On This Day In Space: Oct. 10, 1967: The Outer Space Treaty is born

As the title of the article indicates, 55 years ago today the Outer Space Treaty (OST) was ratified by over 100 countries. The purpose of the treaty was to set out rules regulation the exploration and use of outer space, enabling scientists around the world to work towards the good of all humanity in their endeavors towards the heavens.

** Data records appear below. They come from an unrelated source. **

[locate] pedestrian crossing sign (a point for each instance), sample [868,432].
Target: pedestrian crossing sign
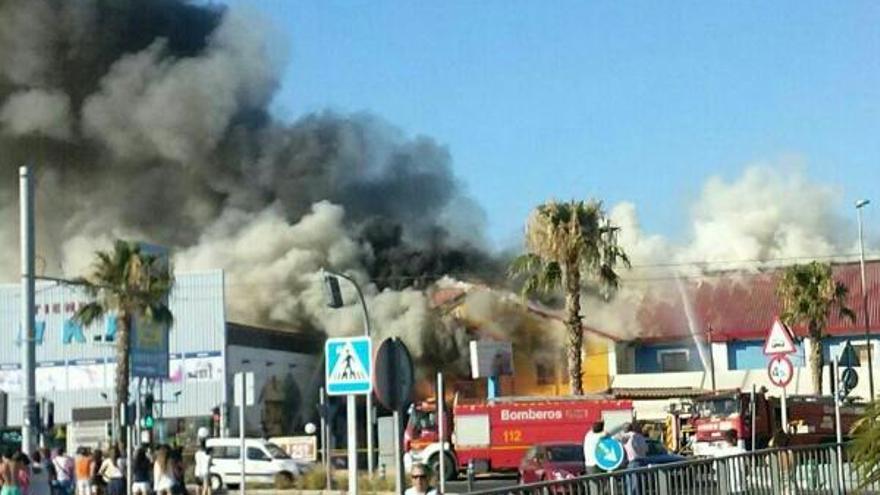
[348,367]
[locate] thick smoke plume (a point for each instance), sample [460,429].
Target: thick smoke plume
[769,216]
[149,120]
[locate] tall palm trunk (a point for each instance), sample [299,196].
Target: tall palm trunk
[816,358]
[123,346]
[572,281]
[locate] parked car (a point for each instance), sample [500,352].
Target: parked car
[657,454]
[552,461]
[265,463]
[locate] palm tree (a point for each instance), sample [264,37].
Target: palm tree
[808,293]
[567,243]
[126,283]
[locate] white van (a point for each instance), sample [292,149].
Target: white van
[265,462]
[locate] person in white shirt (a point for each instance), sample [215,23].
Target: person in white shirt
[591,440]
[419,475]
[203,469]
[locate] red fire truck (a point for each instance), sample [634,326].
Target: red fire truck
[494,434]
[810,419]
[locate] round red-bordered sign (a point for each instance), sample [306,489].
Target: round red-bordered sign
[780,370]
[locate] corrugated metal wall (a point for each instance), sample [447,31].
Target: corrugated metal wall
[73,374]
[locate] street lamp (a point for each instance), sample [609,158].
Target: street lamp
[334,300]
[859,205]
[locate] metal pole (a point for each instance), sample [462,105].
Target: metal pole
[128,456]
[242,397]
[711,358]
[28,309]
[784,410]
[399,484]
[754,409]
[368,331]
[441,429]
[351,406]
[837,426]
[325,449]
[137,410]
[859,206]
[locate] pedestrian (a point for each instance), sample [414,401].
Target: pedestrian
[178,471]
[112,472]
[591,441]
[40,477]
[97,484]
[9,483]
[141,473]
[23,471]
[203,468]
[419,475]
[163,482]
[636,448]
[64,474]
[81,467]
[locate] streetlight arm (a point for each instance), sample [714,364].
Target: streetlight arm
[367,326]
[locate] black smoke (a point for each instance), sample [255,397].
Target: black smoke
[151,117]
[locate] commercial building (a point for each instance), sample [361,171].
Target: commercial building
[721,345]
[76,365]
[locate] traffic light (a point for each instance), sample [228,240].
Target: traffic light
[333,294]
[49,418]
[148,420]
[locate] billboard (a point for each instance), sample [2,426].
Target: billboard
[149,340]
[149,349]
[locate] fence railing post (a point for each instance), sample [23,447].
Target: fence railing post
[663,479]
[723,473]
[836,470]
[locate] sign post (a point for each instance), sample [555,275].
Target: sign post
[348,371]
[394,380]
[609,454]
[244,396]
[779,343]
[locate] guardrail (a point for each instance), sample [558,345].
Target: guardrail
[808,470]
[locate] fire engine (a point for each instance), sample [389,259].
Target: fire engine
[494,434]
[810,419]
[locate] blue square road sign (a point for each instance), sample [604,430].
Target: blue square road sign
[348,366]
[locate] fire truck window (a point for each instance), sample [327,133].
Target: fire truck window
[566,453]
[718,407]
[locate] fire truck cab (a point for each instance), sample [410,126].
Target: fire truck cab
[494,434]
[810,419]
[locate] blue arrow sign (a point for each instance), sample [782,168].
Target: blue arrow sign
[609,454]
[348,366]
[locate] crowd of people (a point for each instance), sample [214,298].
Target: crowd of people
[158,471]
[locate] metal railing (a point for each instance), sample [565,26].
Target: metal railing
[808,470]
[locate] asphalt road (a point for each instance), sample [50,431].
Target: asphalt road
[481,483]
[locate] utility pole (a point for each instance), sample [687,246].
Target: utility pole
[336,302]
[28,351]
[859,205]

The basic framework of the treaty is as follows:

  • the exploration and use of outer space shall be carried out for the benefit and in the interests of all countries and shall be the province of all mankind;
  • outer space shall be free for exploration and use by all States;
  • outer space is not subject to national appropriation by claim of sovereignty, by means of use or occupation, or by any other means;
  • States shall not place nuclear weapons or other weapons of mass destruction in orbit or on celestial bodies or station them in outer space in any other manner;
  • the Moon and other celestial bodies shall be used exclusively for peaceful purposes;
  • astronauts shall be regarded as the envoys of mankind;
  • States shall be responsible for national space activities whether carried out by governmental or non-governmental entities;
  • States shall be liable for damage caused by their space objects; and
  • States shall avoid harmful contamination of space and celestial bodies.

Future of the OST

Whether due to the heightened global strategic tensions or the increasing privatization of space, many experts argue that treaty as it stands today is no longer sufficient to cover the growing landscape of space challenges and the various participants. I believe that this stance also extends to the emergence of cyber threats in the space landscape. In order for humanity to continue to freely explore the universe, an effective and legally binging mechanism must be implemented to ensure the safety of missions from cyber attacks. Space missions are already designed to withstand the most hostile environment imaginable, adding adversarial elements to the mix will only serve to further complicate and impede scientific progress. Any proposed updates to the OST must include language specifically outlining protections from cyber related threats, or they will not be effective moving forward.